Audience: ‘Crystal Creek…that’s what the locals call that creek. Crystal Creek’. Ray: I’ve never heard that name. Person in audience: ‘Some people have told me that. Ray: You could be right.
Ray shows the next few slides and provides a brief explanation about each:
Right, continuing up the hill from that last photograph, we get to the exotics, then through the exotic rainforest, and there’s a lookout. That was the original lookout designed by Dean Miller and built by Works Department engineers, and it no longer exists because there’s another lookout higher up the hill associated with the big lookout at the top of the hill.
[Next slide:] And it looks like that now—there’s no lookout; there’s trees all around.
[Next slide]: Another spot in the rainforest area. One of the things that Barry Dangerfield did was to build features in the creeks. These creeks were like that top one on the middle right going up the hill, and [next slide:] that’s what they look like naturally. They’ve been cleared a bit. All the creeks were augmented with rock features all the way up and the water reticulated back down.
Keep your eye on that white stone here [pointing to stone]—just keep your eye on that one. [Showing next slide:] That’s what it looks like now.
And you can see that more stone has been put in—the quarry being next door was a wonderful asset. If we’d had to pay to cart stone long distances, then it would have made it a very much more costly job.
[Next slide:] This is the site of the Dragon Bridge just below the exotic garden.
Now this area looks nothing like what you see there now. That was a wooden bridge that went in, and that palm (pointing out a palm tree)—you will see a dual palm in front of the truck that was moved by Barry Dangerfield very early in the life of the gardens from the university—they had it. It was a rare palm and it’s still there.
That’s below the Dragon Bridge.
[Re next slide:] That’s the Dragon Bridge completed, and that palm is on the left-hand side there.
On the right-hand side of that now is a huge fig tree—no, that’s not it! That’s what the creek augmentation stone looked like in the early days. There’s the Dragon Bridge now in 2005.
[Re next slide:] Now that’s Barry Dangerfield—Barry was very interested in singing and when he died several years ago, we suddenly discovered he’d written poetry, and some of his friends put his poetry together in a volume which I’ve got at home and I must get it out. He did write some poems while he lived at the gardens and they’re about the gardens. I must get them out. I should let people hear them.
That’s one of the features of the waterfall—of the rock treatment of the waterfall. It’s there still working like that. One of the features we were pleased with was the water system that was installed in this garden.
Many gardens have water systems installed that break down—and never go again. This one was put in by the Council water supplier and it was certainly over planned—but it still works today and that was Harold Caulfield did! And Harold was instrumental in that. [Re next slide:] After Barry left, Harry was instrumental in keeping the exotic rainforest going and developing—that’s him standing amongst it, and he did a lot of hard work and a lot of planting in that area.

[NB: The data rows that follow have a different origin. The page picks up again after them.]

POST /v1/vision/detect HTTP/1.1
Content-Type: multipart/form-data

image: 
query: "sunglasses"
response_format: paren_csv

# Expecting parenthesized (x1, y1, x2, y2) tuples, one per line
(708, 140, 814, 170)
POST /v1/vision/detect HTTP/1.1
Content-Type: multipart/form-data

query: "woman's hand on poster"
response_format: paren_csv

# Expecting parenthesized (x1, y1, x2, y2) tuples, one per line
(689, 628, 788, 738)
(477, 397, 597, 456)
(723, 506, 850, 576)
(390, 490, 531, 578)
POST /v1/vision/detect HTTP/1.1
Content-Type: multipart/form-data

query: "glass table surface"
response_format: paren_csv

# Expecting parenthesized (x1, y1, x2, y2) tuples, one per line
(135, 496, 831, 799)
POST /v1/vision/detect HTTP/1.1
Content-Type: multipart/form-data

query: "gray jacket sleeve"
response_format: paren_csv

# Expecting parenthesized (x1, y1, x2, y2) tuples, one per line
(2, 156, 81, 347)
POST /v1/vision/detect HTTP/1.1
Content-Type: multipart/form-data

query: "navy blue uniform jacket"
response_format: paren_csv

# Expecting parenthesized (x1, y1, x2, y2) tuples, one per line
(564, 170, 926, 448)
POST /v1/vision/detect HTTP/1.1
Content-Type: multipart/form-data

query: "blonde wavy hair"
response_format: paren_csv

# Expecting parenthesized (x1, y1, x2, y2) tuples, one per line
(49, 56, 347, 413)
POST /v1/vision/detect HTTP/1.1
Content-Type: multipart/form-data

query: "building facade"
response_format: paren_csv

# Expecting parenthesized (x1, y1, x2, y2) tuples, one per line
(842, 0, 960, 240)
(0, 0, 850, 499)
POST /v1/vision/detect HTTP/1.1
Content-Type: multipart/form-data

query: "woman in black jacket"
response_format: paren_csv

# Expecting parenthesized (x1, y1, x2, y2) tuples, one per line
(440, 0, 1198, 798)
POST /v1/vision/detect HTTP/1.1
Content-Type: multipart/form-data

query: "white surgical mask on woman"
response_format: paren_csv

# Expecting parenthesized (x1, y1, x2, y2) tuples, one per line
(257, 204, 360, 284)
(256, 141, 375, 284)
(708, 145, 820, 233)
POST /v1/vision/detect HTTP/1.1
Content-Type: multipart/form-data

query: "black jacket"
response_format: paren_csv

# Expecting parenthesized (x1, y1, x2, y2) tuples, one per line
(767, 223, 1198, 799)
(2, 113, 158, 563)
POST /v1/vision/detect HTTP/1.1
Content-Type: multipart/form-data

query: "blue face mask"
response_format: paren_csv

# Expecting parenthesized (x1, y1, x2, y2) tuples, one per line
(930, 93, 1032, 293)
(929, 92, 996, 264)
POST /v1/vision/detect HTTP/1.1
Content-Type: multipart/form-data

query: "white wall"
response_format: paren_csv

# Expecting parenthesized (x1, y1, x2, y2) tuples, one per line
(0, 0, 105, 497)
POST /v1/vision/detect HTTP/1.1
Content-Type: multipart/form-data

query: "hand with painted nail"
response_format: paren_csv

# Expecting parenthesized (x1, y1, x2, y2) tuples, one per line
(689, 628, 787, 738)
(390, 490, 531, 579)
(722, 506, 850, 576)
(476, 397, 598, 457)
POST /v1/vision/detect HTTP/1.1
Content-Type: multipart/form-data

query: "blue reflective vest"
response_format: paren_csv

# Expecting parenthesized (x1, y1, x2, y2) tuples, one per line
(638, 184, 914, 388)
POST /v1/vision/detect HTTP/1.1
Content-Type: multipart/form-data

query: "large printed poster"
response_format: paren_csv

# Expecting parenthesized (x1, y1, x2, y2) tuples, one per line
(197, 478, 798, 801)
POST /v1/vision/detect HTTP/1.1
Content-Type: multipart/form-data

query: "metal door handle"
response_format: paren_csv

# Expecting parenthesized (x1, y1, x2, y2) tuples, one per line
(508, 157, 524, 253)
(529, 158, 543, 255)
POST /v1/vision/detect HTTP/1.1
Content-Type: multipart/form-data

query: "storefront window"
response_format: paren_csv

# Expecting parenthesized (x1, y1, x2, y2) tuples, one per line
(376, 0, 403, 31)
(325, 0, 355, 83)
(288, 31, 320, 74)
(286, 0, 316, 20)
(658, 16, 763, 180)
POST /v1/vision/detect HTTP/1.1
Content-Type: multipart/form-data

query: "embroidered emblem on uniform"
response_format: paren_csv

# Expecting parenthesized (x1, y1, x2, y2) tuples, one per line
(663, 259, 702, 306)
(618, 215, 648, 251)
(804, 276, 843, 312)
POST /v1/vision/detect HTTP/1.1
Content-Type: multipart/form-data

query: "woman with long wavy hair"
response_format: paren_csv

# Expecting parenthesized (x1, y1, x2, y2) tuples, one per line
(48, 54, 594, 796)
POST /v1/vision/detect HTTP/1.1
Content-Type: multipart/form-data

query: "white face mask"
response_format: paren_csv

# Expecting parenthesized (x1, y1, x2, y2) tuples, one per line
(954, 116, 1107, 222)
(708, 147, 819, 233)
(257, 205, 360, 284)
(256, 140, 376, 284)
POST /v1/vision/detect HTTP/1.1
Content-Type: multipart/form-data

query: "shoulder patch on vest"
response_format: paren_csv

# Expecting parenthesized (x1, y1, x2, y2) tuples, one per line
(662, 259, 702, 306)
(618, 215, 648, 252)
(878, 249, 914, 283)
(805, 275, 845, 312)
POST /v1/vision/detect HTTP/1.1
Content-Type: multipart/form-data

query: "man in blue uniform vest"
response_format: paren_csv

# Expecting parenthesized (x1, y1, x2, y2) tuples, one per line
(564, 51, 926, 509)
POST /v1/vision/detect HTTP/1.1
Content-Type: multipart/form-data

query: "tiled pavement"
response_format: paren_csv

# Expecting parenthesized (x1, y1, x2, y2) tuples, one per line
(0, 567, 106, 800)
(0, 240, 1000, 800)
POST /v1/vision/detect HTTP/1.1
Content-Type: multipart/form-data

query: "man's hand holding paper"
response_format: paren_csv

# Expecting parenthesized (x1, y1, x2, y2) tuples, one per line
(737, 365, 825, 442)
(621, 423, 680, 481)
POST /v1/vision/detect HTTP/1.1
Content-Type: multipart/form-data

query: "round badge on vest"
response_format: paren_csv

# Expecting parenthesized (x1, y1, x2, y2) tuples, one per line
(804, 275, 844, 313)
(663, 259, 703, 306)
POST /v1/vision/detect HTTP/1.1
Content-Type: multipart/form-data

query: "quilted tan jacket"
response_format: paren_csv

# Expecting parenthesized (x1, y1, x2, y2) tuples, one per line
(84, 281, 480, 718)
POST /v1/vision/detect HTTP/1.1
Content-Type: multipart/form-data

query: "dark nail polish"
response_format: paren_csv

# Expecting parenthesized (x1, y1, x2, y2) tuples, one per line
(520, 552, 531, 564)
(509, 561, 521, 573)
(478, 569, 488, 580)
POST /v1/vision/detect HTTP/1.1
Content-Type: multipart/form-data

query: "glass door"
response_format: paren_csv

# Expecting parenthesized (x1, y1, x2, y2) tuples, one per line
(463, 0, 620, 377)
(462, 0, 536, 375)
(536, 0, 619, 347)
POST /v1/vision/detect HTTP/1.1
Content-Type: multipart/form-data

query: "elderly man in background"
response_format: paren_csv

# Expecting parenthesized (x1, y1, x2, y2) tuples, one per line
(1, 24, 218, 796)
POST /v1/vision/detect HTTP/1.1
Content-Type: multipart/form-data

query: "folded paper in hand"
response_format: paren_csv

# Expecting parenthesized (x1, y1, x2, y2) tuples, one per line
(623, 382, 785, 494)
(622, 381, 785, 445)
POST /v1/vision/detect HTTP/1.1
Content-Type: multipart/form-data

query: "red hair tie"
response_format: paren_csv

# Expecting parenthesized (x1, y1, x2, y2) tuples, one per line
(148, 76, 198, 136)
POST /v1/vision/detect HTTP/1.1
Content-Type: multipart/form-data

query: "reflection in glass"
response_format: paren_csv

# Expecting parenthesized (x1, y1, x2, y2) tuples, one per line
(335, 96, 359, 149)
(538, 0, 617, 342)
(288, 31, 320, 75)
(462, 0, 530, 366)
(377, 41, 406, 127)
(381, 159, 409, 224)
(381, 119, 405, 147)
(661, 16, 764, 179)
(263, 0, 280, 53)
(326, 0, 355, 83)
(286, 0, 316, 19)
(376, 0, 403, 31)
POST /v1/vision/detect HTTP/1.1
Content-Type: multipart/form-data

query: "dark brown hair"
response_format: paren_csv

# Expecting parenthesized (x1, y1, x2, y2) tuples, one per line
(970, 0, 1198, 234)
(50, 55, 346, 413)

[Quickly showing several more slides]: That’s another scene in the exotic rain forest and another one.
This is taken in the horticultural area—with what’s known as the—on this side it’s all been changed—on this side now, this is South African plants, and this has horticultural plants from all round the world.
Now the first lagoon came in ’75 and was built by engineers who were at a conference. More scenes of the lagoon…lagoon again…wonderful stepping stones… we are not allowed to use anymore because somebody might fall off them.
There’s Harold Caulfield and his team building the pathway around the lagoon. That pathway is still functioning and has not caused any problems, which is very good.
[Final slides]: The glasshouse which was built opened in ’77, and looking at it today from the same spot.
[i] Barbara Ruth van den Broek (22 August 1932 – 24 August 2001) was a New Zealand-born Australian architect and landscape architect.